On the accession front, Comoros and Timor Leste are on the right track after some postponements and should join the WTO at the next Ministerial Conference. Finally, in 2024, Uzbekistan, Turkmenistan and Azerbaijan will be making progress in their accession applications.

Finally, there will be more trade-restrictive measures in 2024, but the WTO has recently shown that liberalization measures are multiplying even faster. Brazil will likely become part of the Agreement on Trade in Civil Aircraft in 2024, and Costa Rica has applied to accede to the Agreement on Government Procurement. Both situations constitute opportunities for Canadian companies.

International Taxation

The OECD’s second tax pillar, a minimum corporate tax of 15% to address tax challenges related to the digitization of the economy, came into force in early 2024 in most participating states, mostly in Europe and Asia. In 2024, an agreement on the first pillar, aimed at redistributing the revenues of large digital companies on international scale, should also be finalized. This agreement will then likely enter into force in 2025 or 2026.

Canadian companies should also monitor developments within the International Maritime Organization in 2024. This organization may impose an environmental tax on freight in order to achieve its goal of halving emissions from the shipping sector by 2050. The outcome, however, is uncertain, with two factions: one led by France and small island states favouring such a measure, while China and developing states positioned themselves against it. The imposition of such a tax would increase the price of imported goods.
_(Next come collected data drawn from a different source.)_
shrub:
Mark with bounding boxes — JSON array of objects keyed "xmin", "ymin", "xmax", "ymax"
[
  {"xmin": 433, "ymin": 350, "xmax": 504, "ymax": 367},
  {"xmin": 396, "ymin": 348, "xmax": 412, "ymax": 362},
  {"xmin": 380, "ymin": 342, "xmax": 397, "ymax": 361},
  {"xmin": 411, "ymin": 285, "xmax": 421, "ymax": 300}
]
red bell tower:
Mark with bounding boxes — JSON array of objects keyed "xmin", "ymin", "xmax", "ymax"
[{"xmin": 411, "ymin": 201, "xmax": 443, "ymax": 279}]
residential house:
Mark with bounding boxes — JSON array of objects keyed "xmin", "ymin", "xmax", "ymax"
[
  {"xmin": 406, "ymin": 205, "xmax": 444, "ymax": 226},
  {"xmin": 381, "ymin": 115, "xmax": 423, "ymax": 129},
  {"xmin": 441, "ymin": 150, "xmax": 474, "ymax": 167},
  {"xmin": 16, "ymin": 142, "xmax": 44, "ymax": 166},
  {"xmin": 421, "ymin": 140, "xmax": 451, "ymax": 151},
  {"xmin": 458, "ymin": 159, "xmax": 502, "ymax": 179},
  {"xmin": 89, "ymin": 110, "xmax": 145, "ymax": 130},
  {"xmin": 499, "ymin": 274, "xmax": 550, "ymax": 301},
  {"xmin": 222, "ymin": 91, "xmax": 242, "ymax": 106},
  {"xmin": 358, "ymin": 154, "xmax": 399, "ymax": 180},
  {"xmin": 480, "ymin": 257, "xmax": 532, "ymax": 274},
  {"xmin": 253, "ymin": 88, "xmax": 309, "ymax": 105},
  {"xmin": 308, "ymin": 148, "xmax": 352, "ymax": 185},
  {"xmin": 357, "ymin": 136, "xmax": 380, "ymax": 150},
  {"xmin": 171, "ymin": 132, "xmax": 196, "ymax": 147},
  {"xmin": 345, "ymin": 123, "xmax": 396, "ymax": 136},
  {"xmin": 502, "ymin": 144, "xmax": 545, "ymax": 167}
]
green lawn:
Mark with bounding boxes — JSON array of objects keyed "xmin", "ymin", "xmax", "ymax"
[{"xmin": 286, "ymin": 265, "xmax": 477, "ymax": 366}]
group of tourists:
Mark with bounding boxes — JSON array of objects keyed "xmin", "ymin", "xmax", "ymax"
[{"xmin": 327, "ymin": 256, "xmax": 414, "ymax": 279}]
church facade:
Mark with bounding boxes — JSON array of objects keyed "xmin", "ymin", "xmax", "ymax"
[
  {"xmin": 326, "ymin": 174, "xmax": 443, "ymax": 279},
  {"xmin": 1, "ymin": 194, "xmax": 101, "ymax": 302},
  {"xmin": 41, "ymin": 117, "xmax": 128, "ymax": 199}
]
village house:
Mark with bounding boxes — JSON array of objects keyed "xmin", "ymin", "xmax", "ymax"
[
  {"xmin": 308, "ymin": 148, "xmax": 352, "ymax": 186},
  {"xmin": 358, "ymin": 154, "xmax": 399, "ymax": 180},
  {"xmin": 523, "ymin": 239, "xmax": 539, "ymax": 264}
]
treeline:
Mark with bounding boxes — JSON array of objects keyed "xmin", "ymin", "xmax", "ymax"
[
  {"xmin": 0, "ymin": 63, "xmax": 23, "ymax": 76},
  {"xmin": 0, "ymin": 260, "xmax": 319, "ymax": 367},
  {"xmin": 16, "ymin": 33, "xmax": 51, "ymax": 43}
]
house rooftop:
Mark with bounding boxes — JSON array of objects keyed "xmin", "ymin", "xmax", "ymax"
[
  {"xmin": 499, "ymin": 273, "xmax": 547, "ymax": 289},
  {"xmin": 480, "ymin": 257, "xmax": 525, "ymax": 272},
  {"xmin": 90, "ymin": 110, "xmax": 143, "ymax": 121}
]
Authentication of documents

It should be noted that the Apostille Convention established by The Hague Conference on Private International Law and which simplifies the authentication of documents (the legalization process), to which Canada acceded last year, entered into force for Canada on January 11, 2024. Canada’s accession provides Canadian businesses and citizens with many benefits, i.e., Canada’s participation greatly reduces the bureaucratic barriers in dealing with foreign countries.

CMKZ Advice

In light of this forecast, in 2024, Canadian companies should:

  1. Take into account the limitations and investigations surrounding the sale of Canadian companies to foreigners or even the acquisition of a minority stake in companies operating in sectors deemed strategic by the Canadian government;
  2. Verify whether they are subject to the new law against forced and child labor, and if so, ensure that the corresponding report is produced by May 2024;
  3. Ensure that they comply with the Canadian sanctions framework (countries, products targeted, etc.) and the United States framework, including Entity Lists, when they have significant activities in or export to that country;
  4. Keep an eye on developments in the United States following the November 2024 election, which could lead to the imposition of new tariffs by the US;
  5. Be cautious vis-à-vis the energy and mining sectors in Mexico, monitor developments in Mexico’s regulatory regime, and if necessary, take legal action to protect their investments;
  6. ‘De-Risking’ their presence and activities in countries with strained relations with Canada and prioritizing resettling in allied states that are part of Canada’s extensive network of free trade and investment protection agreements;
  7. For companies active in the European Union (subsidiaries, major sales, operations, etc.):
    • Ensure that they assess and document the carbon footprint of their products when operating in one of the EU-designated industries;
    • Check whether they have ESG reporting obligations and, if so, comply with them;
    • Document the total value of subsidies received from various governments in order to respond to any requests from European authorities;
    • For companies exporting timber to the EU, make sure their extraction processes respect EU standards and be prepared to document their supply chains.